By Shawn D. Lewis / The Detroit News
"They've arrested the wrong woman now," E.D. Nixon said the night of Rosa Parks' arrest.
It was about 10 p.m., and the Montgomery, Ala., NAACP president was speaking on the phone to Johnnie R. Carr, a friend of Parks' since the fifth grade. Carr was active, along with Parks, in Montgomery's National Association for the Advancement of Colored People and remains an active civil rights advocate today. She was involved in the 381-day bus boycott following Parks' arrest.
"When I heard it was Rosa who had been arrested, I just couldn't believe it," Carr, now 94, said from her home in Montgomery. "Rather than be bothered, I thought she would just get up out of her seat. But she felt she had been pushed around long enough and wasn't going to be pushed around any longer."
The community was notified soon after Parks' arrest.
"The next day, I began to spread the word at my job," Carr said.
Carr worked as a saleswoman and staff manager at the Atlanta Life Insurance Co., a black-owned company that had a branch in Montgomery. "We were asking everybody to stay off the buses that Monday in protest of Mrs. Parks' arrest," Carr said.
Carr and others provided transportation throughout the boycott. Some workers drove to work in car pools or rode horses and mules. Many walked.
"We had all suffered so much injustice and humiliation that everyone was ready to do whatever they could to help," Carr said.

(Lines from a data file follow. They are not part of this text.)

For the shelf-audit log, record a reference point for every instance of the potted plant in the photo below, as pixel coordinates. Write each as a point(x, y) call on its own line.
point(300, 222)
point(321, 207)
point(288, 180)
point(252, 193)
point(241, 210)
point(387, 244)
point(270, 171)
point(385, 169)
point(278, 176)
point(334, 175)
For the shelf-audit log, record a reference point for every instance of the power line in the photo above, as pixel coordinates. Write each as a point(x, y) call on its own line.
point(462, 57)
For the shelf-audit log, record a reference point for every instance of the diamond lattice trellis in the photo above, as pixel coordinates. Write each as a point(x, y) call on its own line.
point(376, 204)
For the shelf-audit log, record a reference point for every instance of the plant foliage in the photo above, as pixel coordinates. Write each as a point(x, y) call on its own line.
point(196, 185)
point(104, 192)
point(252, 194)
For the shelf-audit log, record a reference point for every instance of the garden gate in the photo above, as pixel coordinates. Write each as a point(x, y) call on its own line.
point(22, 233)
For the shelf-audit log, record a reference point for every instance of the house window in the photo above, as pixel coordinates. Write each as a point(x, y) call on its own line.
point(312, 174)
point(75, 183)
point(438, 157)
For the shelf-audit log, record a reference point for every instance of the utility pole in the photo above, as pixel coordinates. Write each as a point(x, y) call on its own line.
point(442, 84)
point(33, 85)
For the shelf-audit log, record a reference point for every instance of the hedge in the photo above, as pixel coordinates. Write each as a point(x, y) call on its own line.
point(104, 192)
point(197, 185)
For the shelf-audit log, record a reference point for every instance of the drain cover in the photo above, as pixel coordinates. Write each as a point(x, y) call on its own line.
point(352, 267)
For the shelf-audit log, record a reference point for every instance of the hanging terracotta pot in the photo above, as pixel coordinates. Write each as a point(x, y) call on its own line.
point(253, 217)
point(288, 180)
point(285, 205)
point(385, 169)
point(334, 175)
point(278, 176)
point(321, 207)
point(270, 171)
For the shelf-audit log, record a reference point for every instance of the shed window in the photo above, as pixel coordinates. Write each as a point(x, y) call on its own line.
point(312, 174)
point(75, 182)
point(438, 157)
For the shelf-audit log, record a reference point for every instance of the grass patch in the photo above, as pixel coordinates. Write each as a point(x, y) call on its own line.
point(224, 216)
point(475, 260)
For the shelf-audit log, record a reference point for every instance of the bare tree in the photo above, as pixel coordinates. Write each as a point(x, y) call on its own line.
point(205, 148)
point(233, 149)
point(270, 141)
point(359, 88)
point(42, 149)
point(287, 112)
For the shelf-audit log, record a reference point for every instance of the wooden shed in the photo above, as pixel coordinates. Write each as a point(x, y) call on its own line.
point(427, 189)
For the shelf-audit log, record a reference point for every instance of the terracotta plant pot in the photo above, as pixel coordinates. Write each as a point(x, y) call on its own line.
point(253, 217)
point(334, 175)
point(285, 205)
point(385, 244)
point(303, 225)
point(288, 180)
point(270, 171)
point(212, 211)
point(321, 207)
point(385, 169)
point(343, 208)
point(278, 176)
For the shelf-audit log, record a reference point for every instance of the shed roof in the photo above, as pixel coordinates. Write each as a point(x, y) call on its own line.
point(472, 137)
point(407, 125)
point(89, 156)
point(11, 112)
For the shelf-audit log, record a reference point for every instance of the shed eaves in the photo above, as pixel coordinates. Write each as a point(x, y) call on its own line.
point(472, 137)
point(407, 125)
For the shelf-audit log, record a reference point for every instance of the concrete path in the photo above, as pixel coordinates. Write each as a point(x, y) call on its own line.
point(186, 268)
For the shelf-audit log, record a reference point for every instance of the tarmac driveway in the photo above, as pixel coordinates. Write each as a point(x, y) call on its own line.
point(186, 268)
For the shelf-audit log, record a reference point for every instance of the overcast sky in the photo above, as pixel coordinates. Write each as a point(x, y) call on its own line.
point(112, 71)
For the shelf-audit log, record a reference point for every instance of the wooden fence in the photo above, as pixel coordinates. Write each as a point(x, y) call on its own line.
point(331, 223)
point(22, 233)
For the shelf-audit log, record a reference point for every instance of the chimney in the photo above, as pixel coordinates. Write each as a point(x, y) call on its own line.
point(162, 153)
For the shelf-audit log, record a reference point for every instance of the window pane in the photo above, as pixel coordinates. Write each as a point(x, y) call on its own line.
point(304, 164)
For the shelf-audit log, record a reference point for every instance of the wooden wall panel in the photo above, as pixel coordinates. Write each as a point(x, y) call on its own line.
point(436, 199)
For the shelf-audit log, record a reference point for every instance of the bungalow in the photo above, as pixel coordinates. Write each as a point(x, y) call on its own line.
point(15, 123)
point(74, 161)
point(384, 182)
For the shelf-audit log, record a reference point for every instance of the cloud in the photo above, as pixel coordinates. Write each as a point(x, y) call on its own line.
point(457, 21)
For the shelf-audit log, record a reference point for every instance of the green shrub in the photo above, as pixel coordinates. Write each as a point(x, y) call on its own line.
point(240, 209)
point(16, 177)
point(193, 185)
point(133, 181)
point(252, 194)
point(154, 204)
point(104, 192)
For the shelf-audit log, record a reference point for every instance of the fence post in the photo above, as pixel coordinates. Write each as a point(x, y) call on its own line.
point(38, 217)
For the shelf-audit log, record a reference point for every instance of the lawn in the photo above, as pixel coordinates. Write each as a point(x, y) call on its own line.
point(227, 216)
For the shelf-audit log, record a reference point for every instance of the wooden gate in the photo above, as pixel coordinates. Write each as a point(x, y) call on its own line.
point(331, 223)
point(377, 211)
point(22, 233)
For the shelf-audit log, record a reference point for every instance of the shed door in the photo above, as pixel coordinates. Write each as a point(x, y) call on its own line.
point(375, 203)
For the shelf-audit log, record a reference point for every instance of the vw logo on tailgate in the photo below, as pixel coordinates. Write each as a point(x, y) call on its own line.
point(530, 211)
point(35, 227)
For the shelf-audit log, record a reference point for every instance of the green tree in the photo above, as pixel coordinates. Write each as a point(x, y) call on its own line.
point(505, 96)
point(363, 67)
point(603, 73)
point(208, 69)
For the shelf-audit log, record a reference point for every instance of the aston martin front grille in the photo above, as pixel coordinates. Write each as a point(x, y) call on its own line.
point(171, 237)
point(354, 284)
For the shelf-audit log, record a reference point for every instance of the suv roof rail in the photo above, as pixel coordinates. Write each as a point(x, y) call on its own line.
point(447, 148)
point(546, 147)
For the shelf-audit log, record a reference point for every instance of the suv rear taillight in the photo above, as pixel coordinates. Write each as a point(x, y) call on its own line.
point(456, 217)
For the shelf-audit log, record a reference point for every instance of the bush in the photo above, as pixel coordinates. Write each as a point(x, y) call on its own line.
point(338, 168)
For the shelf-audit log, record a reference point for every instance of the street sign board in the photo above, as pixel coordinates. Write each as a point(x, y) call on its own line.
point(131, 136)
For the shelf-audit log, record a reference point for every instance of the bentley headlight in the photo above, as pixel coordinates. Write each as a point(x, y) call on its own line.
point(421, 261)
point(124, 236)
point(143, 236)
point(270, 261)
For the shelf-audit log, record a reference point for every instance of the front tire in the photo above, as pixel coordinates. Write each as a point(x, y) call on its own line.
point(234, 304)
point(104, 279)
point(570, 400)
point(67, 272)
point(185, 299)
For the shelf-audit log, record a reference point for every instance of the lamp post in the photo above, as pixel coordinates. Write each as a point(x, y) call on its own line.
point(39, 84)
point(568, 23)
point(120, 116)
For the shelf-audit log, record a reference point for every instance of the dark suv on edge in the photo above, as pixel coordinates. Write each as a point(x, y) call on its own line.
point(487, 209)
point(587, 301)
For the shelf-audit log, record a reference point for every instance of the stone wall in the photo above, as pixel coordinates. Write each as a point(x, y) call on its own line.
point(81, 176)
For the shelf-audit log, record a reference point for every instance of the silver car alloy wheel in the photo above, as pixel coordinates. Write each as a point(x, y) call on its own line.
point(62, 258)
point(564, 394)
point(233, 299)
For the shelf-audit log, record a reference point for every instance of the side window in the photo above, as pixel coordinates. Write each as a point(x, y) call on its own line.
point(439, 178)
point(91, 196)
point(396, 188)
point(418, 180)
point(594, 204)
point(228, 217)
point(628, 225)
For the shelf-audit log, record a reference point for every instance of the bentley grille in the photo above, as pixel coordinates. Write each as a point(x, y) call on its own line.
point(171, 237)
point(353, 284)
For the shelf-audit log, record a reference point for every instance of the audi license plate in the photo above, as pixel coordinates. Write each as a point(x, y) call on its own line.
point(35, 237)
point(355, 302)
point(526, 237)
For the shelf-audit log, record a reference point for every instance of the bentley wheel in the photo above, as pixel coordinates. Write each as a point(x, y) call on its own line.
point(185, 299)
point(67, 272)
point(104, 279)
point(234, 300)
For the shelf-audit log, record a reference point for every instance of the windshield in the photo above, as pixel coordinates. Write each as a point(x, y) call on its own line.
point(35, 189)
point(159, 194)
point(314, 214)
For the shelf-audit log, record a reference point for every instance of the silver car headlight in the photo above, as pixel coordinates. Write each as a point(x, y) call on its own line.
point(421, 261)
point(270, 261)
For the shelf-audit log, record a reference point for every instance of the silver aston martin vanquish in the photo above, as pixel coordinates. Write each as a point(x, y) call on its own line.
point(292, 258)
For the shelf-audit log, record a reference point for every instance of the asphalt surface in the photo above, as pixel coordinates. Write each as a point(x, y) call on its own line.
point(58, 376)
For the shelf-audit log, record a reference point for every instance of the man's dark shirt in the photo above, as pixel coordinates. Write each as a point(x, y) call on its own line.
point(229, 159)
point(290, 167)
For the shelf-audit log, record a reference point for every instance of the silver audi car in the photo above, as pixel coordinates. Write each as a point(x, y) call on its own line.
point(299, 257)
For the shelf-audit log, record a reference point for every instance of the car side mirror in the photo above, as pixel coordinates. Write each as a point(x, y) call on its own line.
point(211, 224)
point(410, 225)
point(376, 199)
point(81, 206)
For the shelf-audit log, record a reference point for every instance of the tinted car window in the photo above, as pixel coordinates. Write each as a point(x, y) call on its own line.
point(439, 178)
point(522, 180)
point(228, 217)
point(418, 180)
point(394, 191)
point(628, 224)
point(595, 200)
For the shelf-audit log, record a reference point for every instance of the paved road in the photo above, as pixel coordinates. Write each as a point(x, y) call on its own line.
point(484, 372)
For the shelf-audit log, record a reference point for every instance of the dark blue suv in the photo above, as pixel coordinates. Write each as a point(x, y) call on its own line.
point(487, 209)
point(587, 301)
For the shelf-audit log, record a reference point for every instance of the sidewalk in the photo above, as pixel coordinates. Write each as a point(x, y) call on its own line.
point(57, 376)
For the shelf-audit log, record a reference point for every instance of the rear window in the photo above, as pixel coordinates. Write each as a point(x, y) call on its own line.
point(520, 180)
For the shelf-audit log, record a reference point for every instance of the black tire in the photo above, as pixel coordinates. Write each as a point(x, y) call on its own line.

During the boycott, after five or six attempts to recruit big-name preachers around Montgomery to spearhead the protest, the group found a leader in an obscure minister at Dexter Avenue Baptist Church: the Rev. Martin Luther King Jr. King became president of the Montgomery Improvement Association.
In her autobiography, "Rosa Parks: My Story," Parks wrote: "The advantage of having Dr. King as president was that he was so new to Montgomery and to civil rights work that he hadn't been there long enough to make any strong friends or enemies. Mr. Nixon thought he was a good choice."
As the boycott continued, some in the white community responded with terrorism and harassment. Car pool drivers were arrested for picking up hitchhikers. Blacks waiting on street corners for a ride were arrested for loitering.
Bombs were set off in early 1956 at King's home, at Nixon's house and at the residence of the Rev. Robert Graetz, the white pastor of an all-black Lutheran congregation.
Parks' misdemeanor conviction was upheld on appeal, but a lawsuit challenging the constitutionality of the segregation law was filed in February 1956 by the Montgomery Improvement Association.
On Nov. 13, 1956, the U.S. Supreme Court declared Montgomery's segregated seating law unconstitutional. The boycott continued until Dec. 20.